The mental model is simple. Plot the outcome on Y and the running variable on X. Fit a smooth curve on each side of the cutoff. If treatment has zero effect, the two curves meet smoothly. If treatment has a real effect, you see a vertical jump at the cutoff, and the size of that jump is your estimate.

What makes RDD compelling is that you do not need to assume anything heroic about why people end up on one side or the other. You only need to assume that everything other than the treatment is smooth across the cutoff. The customer at 700.0 and the one at 699.9 are almost identical on every trait; the only thing that flips is treatment.

A worked example

A fintech offers a cashback bonus to credit card applicants who score 700 or above on its risk model. You want to measure how much that bonus boosts twelve-month lifetime value.

A customer at 699 has no bonus and lands at $200 LTV. One at 701 gets the bonus and lands at $280. The $80 gap, if everything else is smooth at 700, is your causal estimate of the bonus effect. That gap is not the average effect across all customers — it is the local effect for customers right at the threshold, which is exactly the population a product team can argue about lowering the bar for.

Now imagine you naively compared all bonus customers to all non-bonus customers. The bonus group has higher scores, higher income, and lower default risk; they would have earned higher LTV with or without the bonus. The raw difference massively overstates the treatment effect. RDD strips that out by restricting attention to a thin slice on either side of 700, where the confounders have nowhere to hide.

Sharp vs fuzzy

In a sharp design, treatment is a deterministic function of the running variable. Everyone with score 700 or above receives the bonus, everyone below does not, and there is no opt-out. Most algorithmic rules — credit cutoffs, eligibility scores, automated tier promotions — produce sharp designs.

In a fuzzy design, crossing the cutoff changes the probability of treatment but not deterministically. Maybe 80 percent of customers with score 700+ take the bonus offer and 20 percent ignore the email. Or a manual review process overrides the rule for borderline cases. Fuzzy RDD shows up wherever humans sit in the decision loop, or the treatment requires consent.

Fuzzy RDD needs an instrumental variables wrapper. The cutoff itself is the instrument: crossing it shifts the probability of treatment, but conditional on the running variable should not directly affect the outcome. You estimate two regressions — outcome on cutoff, treatment on cutoff — and divide one coefficient by the other to recover the local average treatment effect for compliers.

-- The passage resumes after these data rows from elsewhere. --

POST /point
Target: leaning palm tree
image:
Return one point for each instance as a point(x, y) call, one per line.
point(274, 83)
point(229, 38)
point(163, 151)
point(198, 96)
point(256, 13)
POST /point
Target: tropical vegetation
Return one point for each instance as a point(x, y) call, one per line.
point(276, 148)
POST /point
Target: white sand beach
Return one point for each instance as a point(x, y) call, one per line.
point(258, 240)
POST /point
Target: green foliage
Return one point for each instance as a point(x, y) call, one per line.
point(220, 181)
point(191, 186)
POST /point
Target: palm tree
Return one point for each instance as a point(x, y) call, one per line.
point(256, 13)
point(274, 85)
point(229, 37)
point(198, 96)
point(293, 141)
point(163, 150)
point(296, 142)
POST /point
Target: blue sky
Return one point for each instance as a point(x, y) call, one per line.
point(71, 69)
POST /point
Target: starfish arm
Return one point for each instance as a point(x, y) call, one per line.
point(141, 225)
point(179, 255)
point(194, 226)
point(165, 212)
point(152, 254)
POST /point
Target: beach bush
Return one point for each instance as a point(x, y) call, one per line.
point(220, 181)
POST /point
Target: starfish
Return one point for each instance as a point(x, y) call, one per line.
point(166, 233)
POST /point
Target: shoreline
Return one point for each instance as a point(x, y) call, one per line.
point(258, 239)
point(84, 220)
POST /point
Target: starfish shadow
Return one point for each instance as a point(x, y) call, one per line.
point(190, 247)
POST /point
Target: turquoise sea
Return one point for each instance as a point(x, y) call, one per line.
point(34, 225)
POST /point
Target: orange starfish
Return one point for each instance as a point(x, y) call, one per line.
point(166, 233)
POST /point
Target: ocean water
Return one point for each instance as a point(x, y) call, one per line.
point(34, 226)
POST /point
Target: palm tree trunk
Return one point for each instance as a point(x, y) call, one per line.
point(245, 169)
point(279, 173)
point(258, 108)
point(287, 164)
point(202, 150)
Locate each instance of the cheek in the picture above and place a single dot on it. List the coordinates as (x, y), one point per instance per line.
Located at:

Assumptions that have to hold

The continuity assumption is the heart of RDD. All factors other than the treatment must vary smoothly through the cutoff. If your bonus rule fires at 700 but you also extend payment terms at 700 because of a separate policy, the jump conflates both effects. Before publishing any RDD result, list every policy that uses the same running variable and confirm none of them step at the same cutoff.

The no-manipulation assumption is the one that usually fails. If applicants can game the score — by knowing the threshold and submitting an extra document to nudge themselves over — then 700.1 is no longer comparable to 699.9. The 700.1 group is enriched with strategic customers. A density test (McCrary 2008) checks whether the distribution shows an unnatural pile-up just above the cutoff. A clean RDD has a smooth density; a manipulated one has a visible bump.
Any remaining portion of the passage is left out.